Hemp field and harvested stalks
INDUSTRIAL HEMP BILL PASSES SENATE AFTER
NEW SURVEY SHOWS OVERWHELMING SUPPORT
FRANKFORT, Ky. - In a landslide vote, the Kentucky State Senate passed Senate Bill 50, Sen. Paul Hornback’s legislation supported by Agriculture Commissioner James Comer that sets up an administrative framework for the re-introduction of industrial hemp into Kentucky’s economy. SB 50 passed by a convincing 31-6 margin.
“I am extremely proud of the Kentucky State Senate for its commitment to job creation in Kentucky,” Comer said. “Today’s bipartisan vote is the first step toward more opportunities for our farmers and jobs for Kentuckians.”
The passage of SB 50 occurred just hours after the release of a Harper Polling survey that showed that 65 percent of likely voters believe industrial hemp is not a drug and that legalizing the crop would create jobs. Only 19 percent believe legalizing hemp would hurt marijuana eradication efforts, and a mere 16 percent believe the issue needs further study.
“I traveled to all of Kentucky’s 120 counties last year, and the one thing everyone agreed on is that we have to do something in this state to create jobs,” Comer said. “I am grateful to Sen. Paul Hornback for taking the lead on this issue, and I am hopeful that the House will be inspired to act favorably upon his bill.”

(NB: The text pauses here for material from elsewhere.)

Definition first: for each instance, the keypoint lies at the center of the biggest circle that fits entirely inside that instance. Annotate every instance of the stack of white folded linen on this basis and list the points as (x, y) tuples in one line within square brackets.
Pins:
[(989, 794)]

SB 50 passed the Senate Agriculture Committee on Monday by a unanimous vote as U.S. Senator Rand Paul, U.S. Representatives John Yarmuth and Thomas Massie, and former Director of Central Intelligence R. James Woolsey (Clinton Administration) testified with Comer in support of the legislation. Paul, Yarmuth, Massie, and Senate Republican Leader Mitch McConnell have signed onto federal legislation that would exempt industrial hemp from the definition of a drug. They have vowed to pursue a waiver from the DEA that would allow Kentucky to be the first state to grow industrial hemp.